Naprawdę dziwię się, że seria Sary Shepard pod tytułem "Pretty little liars" tak bardzo przypadła mi do gustu, ponieważ tego typu literatura mi się najczęściej nie podoba. Lecz autorce udało się mnie zabrać w świat 4 kłamczuch, które co rusz dostają SMSsy od tajemniczej A.. Jest to idealny cykl w roli odmóżdżacza, którą lekko i przyjemnie czyta się w mojej szkolnej rzeczywistości. Mam już 3 tomy za sobą, a was zapraszam na recenzję drugiego - "Bez skazy"!

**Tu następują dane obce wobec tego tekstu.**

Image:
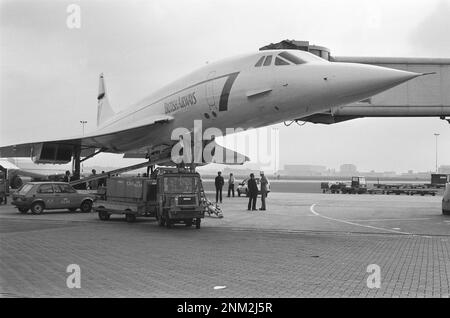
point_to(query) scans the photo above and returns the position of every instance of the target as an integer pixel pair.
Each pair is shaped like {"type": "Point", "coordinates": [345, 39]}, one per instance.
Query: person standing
{"type": "Point", "coordinates": [252, 192]}
{"type": "Point", "coordinates": [219, 182]}
{"type": "Point", "coordinates": [231, 185]}
{"type": "Point", "coordinates": [264, 183]}
{"type": "Point", "coordinates": [93, 185]}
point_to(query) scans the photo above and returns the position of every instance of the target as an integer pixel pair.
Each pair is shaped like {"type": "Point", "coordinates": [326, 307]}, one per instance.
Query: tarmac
{"type": "Point", "coordinates": [304, 245]}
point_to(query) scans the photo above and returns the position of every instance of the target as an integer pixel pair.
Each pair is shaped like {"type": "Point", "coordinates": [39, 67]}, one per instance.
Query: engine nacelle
{"type": "Point", "coordinates": [55, 153]}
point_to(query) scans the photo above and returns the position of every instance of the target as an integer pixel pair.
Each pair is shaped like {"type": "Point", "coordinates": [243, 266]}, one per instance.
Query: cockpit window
{"type": "Point", "coordinates": [279, 61]}
{"type": "Point", "coordinates": [259, 63]}
{"type": "Point", "coordinates": [268, 60]}
{"type": "Point", "coordinates": [291, 58]}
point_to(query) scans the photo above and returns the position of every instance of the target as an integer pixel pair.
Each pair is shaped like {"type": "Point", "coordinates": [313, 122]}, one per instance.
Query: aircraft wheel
{"type": "Point", "coordinates": [103, 215]}
{"type": "Point", "coordinates": [37, 208]}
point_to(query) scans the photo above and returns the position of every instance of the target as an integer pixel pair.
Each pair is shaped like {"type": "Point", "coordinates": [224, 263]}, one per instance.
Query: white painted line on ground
{"type": "Point", "coordinates": [379, 220]}
{"type": "Point", "coordinates": [353, 223]}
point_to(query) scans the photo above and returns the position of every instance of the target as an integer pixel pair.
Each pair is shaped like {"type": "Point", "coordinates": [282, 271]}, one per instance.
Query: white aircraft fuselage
{"type": "Point", "coordinates": [235, 93]}
{"type": "Point", "coordinates": [248, 91]}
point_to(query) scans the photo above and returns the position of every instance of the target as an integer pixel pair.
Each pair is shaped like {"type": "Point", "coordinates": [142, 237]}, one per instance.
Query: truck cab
{"type": "Point", "coordinates": [179, 198]}
{"type": "Point", "coordinates": [358, 185]}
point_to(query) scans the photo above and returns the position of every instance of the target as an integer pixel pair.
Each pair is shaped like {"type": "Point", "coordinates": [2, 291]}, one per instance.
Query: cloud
{"type": "Point", "coordinates": [431, 36]}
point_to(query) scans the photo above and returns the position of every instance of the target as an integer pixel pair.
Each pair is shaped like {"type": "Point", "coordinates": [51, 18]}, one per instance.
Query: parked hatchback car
{"type": "Point", "coordinates": [446, 200]}
{"type": "Point", "coordinates": [242, 187]}
{"type": "Point", "coordinates": [40, 196]}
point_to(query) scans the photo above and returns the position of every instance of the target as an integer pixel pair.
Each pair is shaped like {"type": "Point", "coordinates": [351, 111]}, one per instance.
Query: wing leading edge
{"type": "Point", "coordinates": [61, 150]}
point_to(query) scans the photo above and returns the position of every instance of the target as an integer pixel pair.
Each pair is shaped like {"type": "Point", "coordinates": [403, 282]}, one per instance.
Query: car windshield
{"type": "Point", "coordinates": [25, 188]}
{"type": "Point", "coordinates": [180, 184]}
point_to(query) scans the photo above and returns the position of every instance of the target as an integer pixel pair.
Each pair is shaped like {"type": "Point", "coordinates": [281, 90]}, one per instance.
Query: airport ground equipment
{"type": "Point", "coordinates": [403, 188]}
{"type": "Point", "coordinates": [4, 185]}
{"type": "Point", "coordinates": [172, 195]}
{"type": "Point", "coordinates": [129, 196]}
{"type": "Point", "coordinates": [439, 180]}
{"type": "Point", "coordinates": [446, 200]}
{"type": "Point", "coordinates": [208, 206]}
{"type": "Point", "coordinates": [332, 187]}
{"type": "Point", "coordinates": [358, 185]}
{"type": "Point", "coordinates": [40, 196]}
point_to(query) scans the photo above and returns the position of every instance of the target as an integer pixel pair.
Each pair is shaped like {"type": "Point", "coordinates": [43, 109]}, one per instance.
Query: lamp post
{"type": "Point", "coordinates": [436, 135]}
{"type": "Point", "coordinates": [83, 122]}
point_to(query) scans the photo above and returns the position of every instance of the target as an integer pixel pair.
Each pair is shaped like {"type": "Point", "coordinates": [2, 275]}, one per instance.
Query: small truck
{"type": "Point", "coordinates": [172, 195]}
{"type": "Point", "coordinates": [358, 185]}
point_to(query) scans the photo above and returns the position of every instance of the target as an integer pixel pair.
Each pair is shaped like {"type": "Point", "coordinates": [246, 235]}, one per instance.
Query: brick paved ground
{"type": "Point", "coordinates": [285, 252]}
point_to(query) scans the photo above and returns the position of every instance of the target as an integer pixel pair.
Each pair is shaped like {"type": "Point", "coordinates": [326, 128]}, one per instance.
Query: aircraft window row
{"type": "Point", "coordinates": [291, 58]}
{"type": "Point", "coordinates": [284, 58]}
{"type": "Point", "coordinates": [279, 61]}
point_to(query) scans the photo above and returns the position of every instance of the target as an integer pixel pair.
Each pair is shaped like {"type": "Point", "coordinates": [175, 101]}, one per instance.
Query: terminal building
{"type": "Point", "coordinates": [425, 96]}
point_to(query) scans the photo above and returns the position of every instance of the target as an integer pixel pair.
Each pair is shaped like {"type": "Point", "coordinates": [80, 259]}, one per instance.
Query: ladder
{"type": "Point", "coordinates": [117, 171]}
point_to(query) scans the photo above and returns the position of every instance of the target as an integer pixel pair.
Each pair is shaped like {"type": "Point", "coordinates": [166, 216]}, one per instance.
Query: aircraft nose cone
{"type": "Point", "coordinates": [354, 82]}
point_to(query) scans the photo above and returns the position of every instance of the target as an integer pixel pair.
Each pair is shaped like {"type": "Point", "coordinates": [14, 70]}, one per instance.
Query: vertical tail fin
{"type": "Point", "coordinates": [104, 110]}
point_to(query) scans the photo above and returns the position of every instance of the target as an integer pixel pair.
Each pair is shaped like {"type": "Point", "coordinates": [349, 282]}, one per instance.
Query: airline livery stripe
{"type": "Point", "coordinates": [223, 103]}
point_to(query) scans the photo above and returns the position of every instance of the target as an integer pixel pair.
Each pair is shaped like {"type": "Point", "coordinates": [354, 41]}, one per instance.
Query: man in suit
{"type": "Point", "coordinates": [231, 185]}
{"type": "Point", "coordinates": [264, 183]}
{"type": "Point", "coordinates": [219, 182]}
{"type": "Point", "coordinates": [252, 192]}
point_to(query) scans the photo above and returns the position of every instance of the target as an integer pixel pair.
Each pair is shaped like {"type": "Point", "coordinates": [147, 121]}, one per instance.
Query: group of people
{"type": "Point", "coordinates": [252, 189]}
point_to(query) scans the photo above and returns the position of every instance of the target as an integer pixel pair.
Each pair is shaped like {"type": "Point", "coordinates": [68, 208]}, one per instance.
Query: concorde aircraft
{"type": "Point", "coordinates": [247, 91]}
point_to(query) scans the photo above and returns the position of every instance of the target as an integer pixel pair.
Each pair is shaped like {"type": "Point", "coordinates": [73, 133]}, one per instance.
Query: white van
{"type": "Point", "coordinates": [446, 200]}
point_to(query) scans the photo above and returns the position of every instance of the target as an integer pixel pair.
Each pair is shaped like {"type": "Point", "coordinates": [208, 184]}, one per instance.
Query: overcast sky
{"type": "Point", "coordinates": [49, 73]}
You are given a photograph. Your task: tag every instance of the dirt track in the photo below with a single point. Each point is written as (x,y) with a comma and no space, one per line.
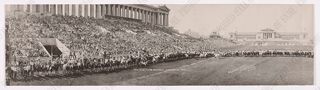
(207,71)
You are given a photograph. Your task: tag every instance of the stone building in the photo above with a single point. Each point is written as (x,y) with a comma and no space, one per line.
(156,15)
(267,35)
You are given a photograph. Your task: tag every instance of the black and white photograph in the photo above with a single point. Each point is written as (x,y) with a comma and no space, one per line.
(159,44)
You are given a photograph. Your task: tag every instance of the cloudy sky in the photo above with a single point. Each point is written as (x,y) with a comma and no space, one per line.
(206,18)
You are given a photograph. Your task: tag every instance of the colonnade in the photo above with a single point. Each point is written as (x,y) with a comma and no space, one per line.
(145,13)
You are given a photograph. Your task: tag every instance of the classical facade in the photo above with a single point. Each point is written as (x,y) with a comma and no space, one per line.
(156,15)
(268,35)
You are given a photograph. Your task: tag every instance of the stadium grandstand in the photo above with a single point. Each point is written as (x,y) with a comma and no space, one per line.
(63,40)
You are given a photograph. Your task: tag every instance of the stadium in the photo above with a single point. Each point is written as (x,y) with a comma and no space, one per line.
(115,44)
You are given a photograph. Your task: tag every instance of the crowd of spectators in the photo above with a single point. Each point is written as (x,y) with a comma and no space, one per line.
(98,45)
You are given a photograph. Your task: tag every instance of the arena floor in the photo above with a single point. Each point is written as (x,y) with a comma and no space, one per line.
(206,71)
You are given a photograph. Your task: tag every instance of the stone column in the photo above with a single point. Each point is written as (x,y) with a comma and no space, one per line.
(167,20)
(86,10)
(63,8)
(103,10)
(76,10)
(127,11)
(79,10)
(109,9)
(112,9)
(120,10)
(91,10)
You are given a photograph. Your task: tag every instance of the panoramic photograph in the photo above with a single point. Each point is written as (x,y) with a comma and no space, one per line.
(159,44)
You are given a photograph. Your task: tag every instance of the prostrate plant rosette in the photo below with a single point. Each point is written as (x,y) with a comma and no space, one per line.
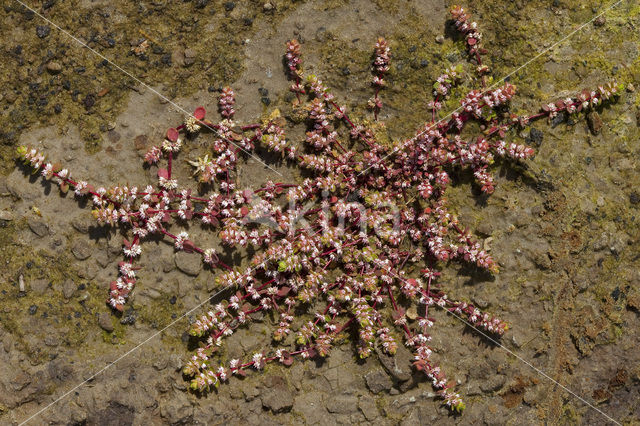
(349,249)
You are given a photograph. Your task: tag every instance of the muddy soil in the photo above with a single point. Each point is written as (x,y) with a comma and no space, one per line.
(563,227)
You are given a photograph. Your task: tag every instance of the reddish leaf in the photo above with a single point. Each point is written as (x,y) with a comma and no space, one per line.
(283,291)
(199,113)
(188,246)
(398,314)
(173,134)
(288,359)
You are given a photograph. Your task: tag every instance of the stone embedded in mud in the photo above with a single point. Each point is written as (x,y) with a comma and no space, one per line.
(535,137)
(276,396)
(378,381)
(68,289)
(39,286)
(595,122)
(399,365)
(42,31)
(189,263)
(105,322)
(54,67)
(81,249)
(38,227)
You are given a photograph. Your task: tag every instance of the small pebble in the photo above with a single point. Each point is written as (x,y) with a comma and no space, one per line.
(42,31)
(54,67)
(104,321)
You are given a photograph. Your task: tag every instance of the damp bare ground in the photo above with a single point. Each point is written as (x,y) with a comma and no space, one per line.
(564,228)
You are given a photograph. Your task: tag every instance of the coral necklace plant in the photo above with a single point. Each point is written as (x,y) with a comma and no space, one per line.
(349,249)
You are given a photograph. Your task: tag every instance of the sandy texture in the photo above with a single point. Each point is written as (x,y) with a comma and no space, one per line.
(563,228)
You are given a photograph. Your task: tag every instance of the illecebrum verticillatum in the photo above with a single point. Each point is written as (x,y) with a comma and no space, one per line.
(352,247)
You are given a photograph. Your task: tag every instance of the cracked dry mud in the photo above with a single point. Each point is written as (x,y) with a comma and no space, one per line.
(564,229)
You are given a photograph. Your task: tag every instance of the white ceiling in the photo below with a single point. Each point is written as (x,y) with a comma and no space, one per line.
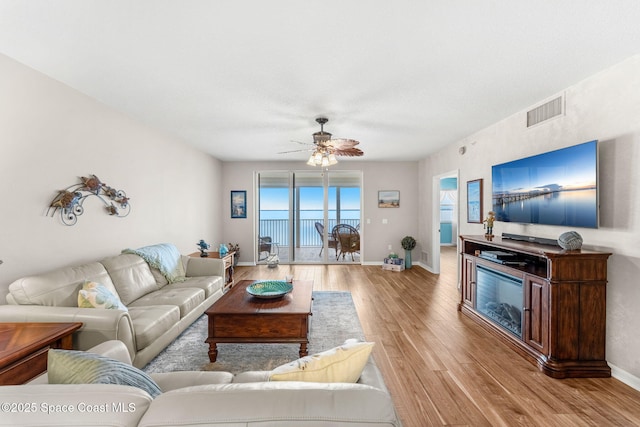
(242,79)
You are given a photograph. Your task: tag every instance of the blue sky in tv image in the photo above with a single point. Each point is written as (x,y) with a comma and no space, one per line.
(554,188)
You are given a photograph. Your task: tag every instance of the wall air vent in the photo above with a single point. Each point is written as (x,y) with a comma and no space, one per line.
(546,111)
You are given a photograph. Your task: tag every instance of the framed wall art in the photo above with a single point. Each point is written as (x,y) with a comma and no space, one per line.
(474,201)
(238,204)
(389,199)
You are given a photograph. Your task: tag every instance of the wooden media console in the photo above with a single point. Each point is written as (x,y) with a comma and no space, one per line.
(557,319)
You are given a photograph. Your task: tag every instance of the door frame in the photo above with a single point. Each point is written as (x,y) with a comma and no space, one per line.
(435,216)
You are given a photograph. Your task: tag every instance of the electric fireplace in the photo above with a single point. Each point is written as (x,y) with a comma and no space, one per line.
(499,298)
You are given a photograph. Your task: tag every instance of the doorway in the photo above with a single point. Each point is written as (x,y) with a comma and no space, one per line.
(297,211)
(445,214)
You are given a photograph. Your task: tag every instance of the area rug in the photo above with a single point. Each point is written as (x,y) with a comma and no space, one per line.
(333,321)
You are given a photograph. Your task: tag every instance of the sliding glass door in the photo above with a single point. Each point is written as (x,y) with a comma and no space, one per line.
(299,210)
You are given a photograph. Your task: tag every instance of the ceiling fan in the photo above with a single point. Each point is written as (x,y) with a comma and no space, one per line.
(326,149)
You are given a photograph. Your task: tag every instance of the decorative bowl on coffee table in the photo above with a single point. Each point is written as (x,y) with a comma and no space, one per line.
(268,289)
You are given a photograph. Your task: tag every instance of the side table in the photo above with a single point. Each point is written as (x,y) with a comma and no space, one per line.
(228,259)
(24,347)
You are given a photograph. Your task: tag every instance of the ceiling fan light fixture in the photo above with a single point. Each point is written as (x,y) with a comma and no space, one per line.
(332,159)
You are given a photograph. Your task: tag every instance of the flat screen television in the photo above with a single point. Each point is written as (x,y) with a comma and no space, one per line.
(554,188)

Nie będę zdradzać wam fabuły, bo jest dopiero 2 tom z szesnastu (!) i zdradziłabym wam treść poprzedniej części i zepsułabym wam zabawę, bo ja nadal świetnie się przy niej bawię. Boję się, że skończenie tego cyklu zajmie mi wieczność, ponieważ mam często problem z kończeniem serii. Mam nadzieję, że dość szybko ją ukończę. Trzeba przyznać, że autorka pisze lekko, przez co się te książki nie czyta, a wręcz połyka.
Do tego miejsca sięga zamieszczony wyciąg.